Price-to-NAV Gap and its Influence on ETF Returns
The price-to-NAV gap and liquidity are important determinants for ETF returns. The price of an ETF can deviate from its NAV due to demand and supply, and low liquidity can affect the ease of buying and selling ETFs. If the ETF price is higher than its NAV, you are paying more than what the ETF is worth. Conversely, if the ETF price is lower than its NAV, you are getting the ETF cheaper.

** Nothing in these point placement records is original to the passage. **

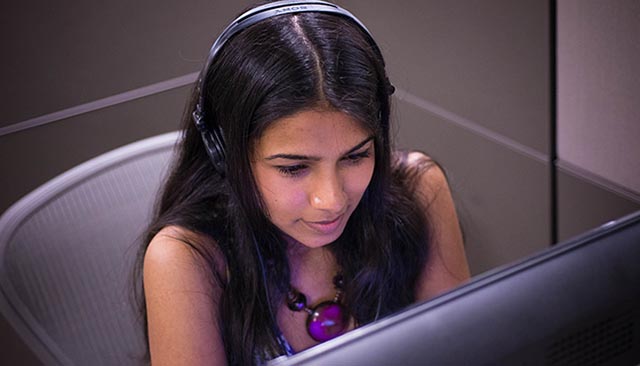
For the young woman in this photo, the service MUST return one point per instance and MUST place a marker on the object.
(287, 219)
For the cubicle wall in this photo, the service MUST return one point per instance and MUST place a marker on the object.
(475, 89)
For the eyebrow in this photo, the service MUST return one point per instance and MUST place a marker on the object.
(314, 158)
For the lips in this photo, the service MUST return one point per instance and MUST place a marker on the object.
(326, 226)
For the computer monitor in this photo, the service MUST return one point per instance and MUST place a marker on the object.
(576, 303)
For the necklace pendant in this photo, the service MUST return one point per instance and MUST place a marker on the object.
(327, 320)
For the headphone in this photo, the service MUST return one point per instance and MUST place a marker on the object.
(213, 138)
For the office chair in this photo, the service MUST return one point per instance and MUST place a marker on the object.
(66, 256)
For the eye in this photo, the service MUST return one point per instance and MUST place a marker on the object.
(292, 170)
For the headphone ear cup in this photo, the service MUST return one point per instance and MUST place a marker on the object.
(213, 143)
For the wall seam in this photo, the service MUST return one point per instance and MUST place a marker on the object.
(116, 99)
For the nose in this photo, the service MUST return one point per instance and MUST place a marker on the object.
(328, 193)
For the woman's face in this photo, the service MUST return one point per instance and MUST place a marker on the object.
(312, 169)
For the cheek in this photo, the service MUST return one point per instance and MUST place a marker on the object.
(283, 200)
(359, 180)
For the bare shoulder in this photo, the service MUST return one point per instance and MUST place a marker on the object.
(182, 300)
(447, 265)
(429, 179)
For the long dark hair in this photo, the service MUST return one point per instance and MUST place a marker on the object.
(271, 70)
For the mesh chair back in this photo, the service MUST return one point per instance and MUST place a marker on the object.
(66, 256)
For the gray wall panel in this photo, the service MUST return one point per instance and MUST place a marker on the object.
(599, 88)
(60, 54)
(32, 157)
(485, 60)
(502, 196)
(583, 205)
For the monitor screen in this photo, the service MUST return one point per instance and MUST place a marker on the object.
(576, 303)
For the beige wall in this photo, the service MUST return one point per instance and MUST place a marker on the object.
(598, 112)
(474, 91)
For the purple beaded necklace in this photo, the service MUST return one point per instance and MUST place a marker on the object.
(326, 320)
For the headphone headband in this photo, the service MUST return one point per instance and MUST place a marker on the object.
(214, 139)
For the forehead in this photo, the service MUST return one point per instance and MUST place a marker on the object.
(312, 131)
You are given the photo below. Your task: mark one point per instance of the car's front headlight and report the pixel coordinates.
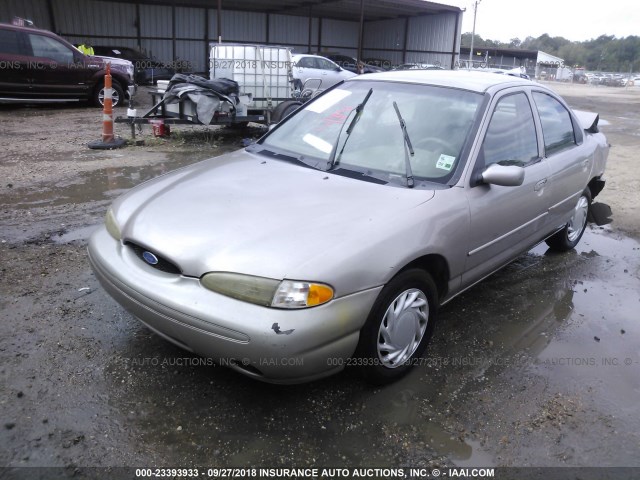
(112, 225)
(268, 292)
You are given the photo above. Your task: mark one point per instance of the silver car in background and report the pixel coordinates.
(336, 237)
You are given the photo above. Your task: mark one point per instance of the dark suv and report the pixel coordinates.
(38, 66)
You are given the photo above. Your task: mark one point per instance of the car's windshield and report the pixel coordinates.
(438, 121)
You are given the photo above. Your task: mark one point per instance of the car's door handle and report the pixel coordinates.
(540, 184)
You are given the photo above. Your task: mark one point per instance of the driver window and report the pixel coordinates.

Expense Ratio and Trading Costs
When comparing the expense ratio, ETFs have an average of 0.07%, while index funds have an average of 0.22%. However, there are trading costs associated with ETF investing that should be considered.
Tracking Error and its Impact on ETFs
ETFs have a lower tracking error on average, which suggests that they do a better job of tracking the Nifty 50 index. This is due to the fact that ETFs have no requirement to manage inflows and outflows, unlike index funds.
Trends in Passive Funds
The assets of passive funds, including ETFs, index funds, and funds of funds, grew from Rs 1.22 lakh crore at the end of 2018 to 6.36 lakh crore by 2022-end, representing a jump of over 400% in just 5 years.
In conclusion, the decision between ETFs and index funds depends on your investment goals, trading preferences, account setup, tax considerations, and cost sensitivity. If you want low cost, intraday trading, and tax efficiency and have a Demat account, ETFs may be preferable. For investors seeking simplicity, systematic investing without trading accounts, and flexibility in small periodic investments, index mutual funds might be more appropriate.
Mutual funds, particularly index funds and ETFs, are widely used in personal finance and the field of finance for passive investing. ETFs, with lower expense ratios and better trading flexibility compared to index mutual funds, may suit investors who prefer intraday trading, price flexibility, and tax efficiency, while also having a Demat account. In contrast, index mutual funds, with fixed minimum investment amounts or Systematic Investment Plans and no need for trading accounts, might be more attractive to investors seeking simplicity and systematic investing.